"The writer ... took notes on the Hertzberg piece, intending either to directly quote him or otherwise include some of his views. ... Later, in consulting these notes, the writer inadvertently failed to distinguish which parts were direct quotes and which were paraphrased ideas, resulting in the writing of phrases that included an unattributed, improper mix of the two. ... "Have you ever heard so much bullshit? This is a major-market newspaper, not some Britney Spears fanzine. Are we to believe that those writing editorials cannot distinguish their own words from the one's they're lifting? Further, when it comes to tyring to isolate the lazy moron who did the plagiarizing, the whole place hides behind the always-convenient privacy rouse:
That meant I couldn't get answers to what would be natural questions in the minds of readers: Was the employee disciplined? Were previous editorials by this writer checked for signs of plagiarism? Because the editorial page staff develops positions as a group and writes unsigned editorials, I can't check for that without knowing the writer's identity.More bullshit.

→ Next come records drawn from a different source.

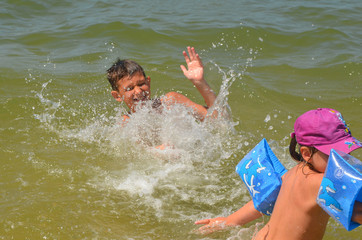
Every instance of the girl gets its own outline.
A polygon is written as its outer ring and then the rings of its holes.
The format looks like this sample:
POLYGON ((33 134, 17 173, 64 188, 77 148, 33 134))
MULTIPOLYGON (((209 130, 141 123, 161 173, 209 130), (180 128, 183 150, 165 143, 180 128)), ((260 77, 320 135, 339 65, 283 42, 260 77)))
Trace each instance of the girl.
MULTIPOLYGON (((317 204, 316 198, 330 150, 333 148, 350 153, 362 147, 352 137, 342 115, 329 108, 319 108, 301 115, 294 124, 291 137, 289 152, 299 163, 283 175, 272 216, 256 234, 255 240, 322 239, 329 215, 317 204)), ((362 203, 355 203, 352 216, 352 221, 360 224, 361 206, 362 203)), ((204 219, 195 224, 206 224, 199 230, 211 233, 225 226, 244 225, 261 216, 250 201, 228 217, 204 219)))

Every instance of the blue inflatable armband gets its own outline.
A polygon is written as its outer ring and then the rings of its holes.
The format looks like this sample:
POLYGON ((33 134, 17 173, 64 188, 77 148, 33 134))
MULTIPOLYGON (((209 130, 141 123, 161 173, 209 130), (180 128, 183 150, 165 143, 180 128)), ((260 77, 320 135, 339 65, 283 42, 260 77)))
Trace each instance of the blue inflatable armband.
POLYGON ((331 150, 317 203, 348 231, 358 227, 352 222, 356 201, 362 202, 362 162, 341 151, 331 150))
POLYGON ((255 209, 270 215, 282 185, 281 177, 287 170, 265 138, 239 162, 236 172, 247 186, 255 209))

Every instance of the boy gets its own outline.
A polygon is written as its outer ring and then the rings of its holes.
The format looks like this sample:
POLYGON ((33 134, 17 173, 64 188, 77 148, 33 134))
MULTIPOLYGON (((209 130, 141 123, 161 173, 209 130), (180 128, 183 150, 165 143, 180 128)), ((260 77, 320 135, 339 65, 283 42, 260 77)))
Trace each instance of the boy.
MULTIPOLYGON (((193 115, 203 121, 216 99, 215 93, 204 79, 204 67, 195 48, 187 47, 188 55, 183 51, 187 68, 181 65, 186 78, 188 78, 204 98, 207 107, 194 103, 186 96, 169 92, 160 99, 153 100, 153 107, 164 105, 170 107, 174 104, 182 104, 192 110, 193 115)), ((118 59, 111 68, 107 70, 107 79, 112 86, 111 94, 118 101, 124 101, 129 108, 129 113, 123 116, 123 121, 130 118, 130 114, 136 111, 137 106, 150 100, 151 78, 146 77, 142 67, 134 61, 118 59)))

Worst of all, the whole fake apology and petty explanation offered by Parry leaves out (in an attempt to exonerate the paper) the most important element in defending plagiarism: In her supposed acknowledgment that the balls were dropped in policy, procedure and professionalism she's left unable to defend the paper's failure to observe the most basic component of working from others' work - you include at least some mention of the name of the original author. Nowhere in the Strib's editorial did they mention Hendrik Hertzberg's name.
What sad amateurs they have over there.